At the subnational level, this has resulted in difficult communication among the transportation agencies that deal with public transportation and traffic management and the public works agencies that are responsible for roads and sidewalks. No one is assuming the leadership role in providing subnational and municipal governments with a coherent framework for urban mobility planning.
Several elected mayors with strong visions for urban mobility have been able to repair the national disconnect within their own jurisdictions, pushing forward an integrated approach toward urban mobility improvements. However, cities typically lack the fiscal resources to implement these plans and are likely to rely on national government funding in some way, shape or form. Given the role of cities as economic engines, national funding for urban mobility is justifiable. In this regard, a national policy on urban mobility would provide a strategic vision on how mobility needs will be fulfilled sustainably, and a framework to enable and strengthen the capacity of cities to plan, finance and implement urban mobility projects. That is, to deliver all the above.

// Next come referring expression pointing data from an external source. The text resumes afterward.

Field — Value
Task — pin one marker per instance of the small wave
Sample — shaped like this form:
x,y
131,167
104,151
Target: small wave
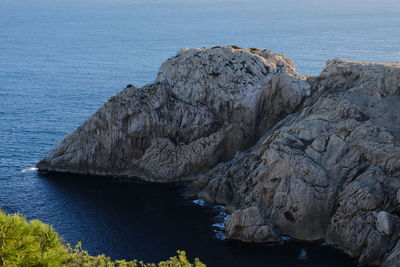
x,y
199,202
29,169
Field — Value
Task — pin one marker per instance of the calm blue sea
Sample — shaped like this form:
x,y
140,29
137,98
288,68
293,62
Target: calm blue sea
x,y
61,59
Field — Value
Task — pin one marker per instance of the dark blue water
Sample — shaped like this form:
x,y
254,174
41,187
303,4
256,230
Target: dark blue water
x,y
60,60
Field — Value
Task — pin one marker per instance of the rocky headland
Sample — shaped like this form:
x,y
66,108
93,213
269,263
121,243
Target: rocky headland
x,y
308,157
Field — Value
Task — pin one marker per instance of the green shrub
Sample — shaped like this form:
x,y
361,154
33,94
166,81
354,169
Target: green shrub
x,y
34,243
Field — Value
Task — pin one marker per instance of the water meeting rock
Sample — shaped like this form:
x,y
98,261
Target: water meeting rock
x,y
308,157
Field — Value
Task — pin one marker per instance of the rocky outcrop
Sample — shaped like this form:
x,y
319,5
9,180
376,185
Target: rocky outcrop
x,y
205,105
312,158
329,171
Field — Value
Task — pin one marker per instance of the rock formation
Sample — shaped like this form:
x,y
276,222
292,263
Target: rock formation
x,y
312,158
205,105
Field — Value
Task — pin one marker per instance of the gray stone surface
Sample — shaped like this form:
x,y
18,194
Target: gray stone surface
x,y
206,105
247,225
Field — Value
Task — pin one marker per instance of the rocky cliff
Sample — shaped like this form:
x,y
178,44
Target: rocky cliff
x,y
313,158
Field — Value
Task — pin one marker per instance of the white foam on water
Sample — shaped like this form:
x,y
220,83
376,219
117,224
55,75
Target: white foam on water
x,y
303,254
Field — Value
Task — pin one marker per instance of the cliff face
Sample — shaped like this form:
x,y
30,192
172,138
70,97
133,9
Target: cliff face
x,y
315,158
206,105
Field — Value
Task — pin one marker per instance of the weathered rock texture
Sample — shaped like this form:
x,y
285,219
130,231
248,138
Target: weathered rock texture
x,y
315,158
330,170
205,105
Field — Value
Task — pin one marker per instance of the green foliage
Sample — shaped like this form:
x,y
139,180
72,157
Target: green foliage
x,y
31,243
34,243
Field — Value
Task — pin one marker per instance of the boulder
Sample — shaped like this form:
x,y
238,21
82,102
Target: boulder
x,y
312,158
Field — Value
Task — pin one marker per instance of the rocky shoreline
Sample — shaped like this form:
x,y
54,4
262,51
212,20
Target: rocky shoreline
x,y
308,157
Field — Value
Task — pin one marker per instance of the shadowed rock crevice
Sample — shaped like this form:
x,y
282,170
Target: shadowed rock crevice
x,y
312,158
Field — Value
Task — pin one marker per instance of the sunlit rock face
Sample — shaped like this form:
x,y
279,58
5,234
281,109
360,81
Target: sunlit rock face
x,y
205,105
311,158
329,171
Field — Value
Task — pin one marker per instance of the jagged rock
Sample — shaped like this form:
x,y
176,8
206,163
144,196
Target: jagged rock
x,y
243,126
385,222
247,225
398,195
325,171
206,105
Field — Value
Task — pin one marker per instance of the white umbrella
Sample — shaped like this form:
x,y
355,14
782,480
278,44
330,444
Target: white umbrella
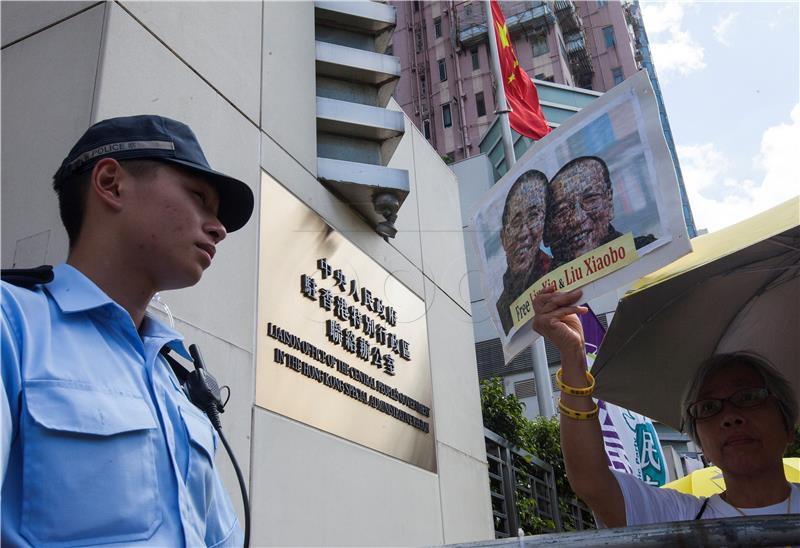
x,y
739,289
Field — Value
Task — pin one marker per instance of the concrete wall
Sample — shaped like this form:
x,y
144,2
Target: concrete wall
x,y
242,76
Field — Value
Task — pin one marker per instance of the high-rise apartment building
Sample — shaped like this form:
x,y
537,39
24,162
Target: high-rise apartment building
x,y
446,85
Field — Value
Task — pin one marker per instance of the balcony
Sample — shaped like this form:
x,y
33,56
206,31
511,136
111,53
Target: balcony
x,y
579,59
521,17
567,16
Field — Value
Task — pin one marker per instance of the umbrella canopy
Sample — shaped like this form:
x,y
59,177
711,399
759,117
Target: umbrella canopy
x,y
709,481
739,289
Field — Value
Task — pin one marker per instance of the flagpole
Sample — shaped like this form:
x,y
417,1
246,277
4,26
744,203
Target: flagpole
x,y
502,104
541,372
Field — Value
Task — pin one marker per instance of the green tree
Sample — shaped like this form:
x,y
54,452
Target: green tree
x,y
503,414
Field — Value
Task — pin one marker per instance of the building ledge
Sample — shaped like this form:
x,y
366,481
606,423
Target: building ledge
x,y
356,65
357,120
367,17
375,192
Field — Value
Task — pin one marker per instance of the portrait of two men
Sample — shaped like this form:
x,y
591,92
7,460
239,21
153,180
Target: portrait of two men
x,y
571,215
601,186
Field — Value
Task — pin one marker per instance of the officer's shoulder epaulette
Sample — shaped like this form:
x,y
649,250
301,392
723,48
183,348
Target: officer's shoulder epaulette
x,y
28,277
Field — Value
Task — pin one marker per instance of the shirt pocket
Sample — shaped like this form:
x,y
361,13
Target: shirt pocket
x,y
88,465
202,449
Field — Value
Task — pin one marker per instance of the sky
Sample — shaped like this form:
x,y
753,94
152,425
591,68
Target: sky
x,y
730,77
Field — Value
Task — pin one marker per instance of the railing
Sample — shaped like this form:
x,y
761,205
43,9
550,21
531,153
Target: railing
x,y
779,530
523,492
520,16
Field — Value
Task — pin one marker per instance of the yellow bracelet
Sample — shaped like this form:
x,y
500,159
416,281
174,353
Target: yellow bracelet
x,y
578,415
571,390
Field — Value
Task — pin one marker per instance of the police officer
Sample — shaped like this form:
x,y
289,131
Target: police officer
x,y
99,443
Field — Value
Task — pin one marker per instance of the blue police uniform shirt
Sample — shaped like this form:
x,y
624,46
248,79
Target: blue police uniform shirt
x,y
99,443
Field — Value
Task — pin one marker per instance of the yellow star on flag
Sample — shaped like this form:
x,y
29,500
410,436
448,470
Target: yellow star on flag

In closing, we Indonesians have much to be hopeful about. We have made large strides in infrastructure development in the last five years and are looking forward to more in the next five. We have a big economic agenda for our 2045 centennial and, to that end, we need to re-energize our most formidable economic engines: our cities. This, as I have argued, translates to keeping the diseconomies of agglomeration at bay and investing in high-quality public transportation infrastructure. For urban mobility planners in Indonesia, this would be a role of a lifetime.